In the project after training the perceptron I then applied an unclassified dataset to the perceptron to then learn the classifications of each input vector. This also worked fine.
My issue pertains to learning which feature of the inputs is the most important.
For example, if the feature set within each input vector was color, car model, and car make and we wanted to classify which feature was the most important. How would one go about doing so.
My original understanding of this led me to believe that calculating the correlation coefficient the value of that feature for each input and the classification vector that is produced. However, this turned out to be a false assumption.
Is there some other way that the most important feature can be learned?
EDIT
Sample weight vector:
( -752, 4771, 17714, 762, 6, 676, 3060, -2004, 5459, 9591.299, 3832, 14963, 20912 )
Sample input vectors:
(55, 1, 2, 130, 262, 0, 0, 155, 0, 0, 1, 0, 3, 0)
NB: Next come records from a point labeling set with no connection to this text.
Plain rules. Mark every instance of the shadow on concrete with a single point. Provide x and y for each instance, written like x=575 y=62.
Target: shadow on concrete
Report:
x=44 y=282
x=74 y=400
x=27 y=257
(59, 1, 3, 126, 218, 1, 0, 134, 0, 2.2, 2, 1, 6, 1)
(45, 1, 2, 128, 308, 0, 2, 170, 0, 0, 1, 0, 3, 0)
(59, 1, 4, 110, 239, 0, 2, 142, 1, 1.2, 2, 1, 7, 1)
The last element is the classification.
I will post an answer here when I find one. So far I believe that the answer given by the instructor is inaccurate.
This turned out to be a lot simpler than I originally thought. The answer/process is as follows:
Given a set of input vectors such as the following:
[1,0,1,0], [0,1,0,1]
The data is already constrained between 0 and 1 to minimize the variance. However, in the case of my data I have something more like the following:
[0,145,0,132],[0,176,0,140]
This causes the variance in some input features to be much larger and you would therefore not be able to use the weight vector as an indicator of feature importance. Therefore, in order for the weight vector to be an indicator of importance we much normalize the data first by dividing by the feature max.
For the above set that would be: [0,176,0,140]
This would result in a set of uniform feature vectors and would also result in the weight vector being an indicator of feature importance.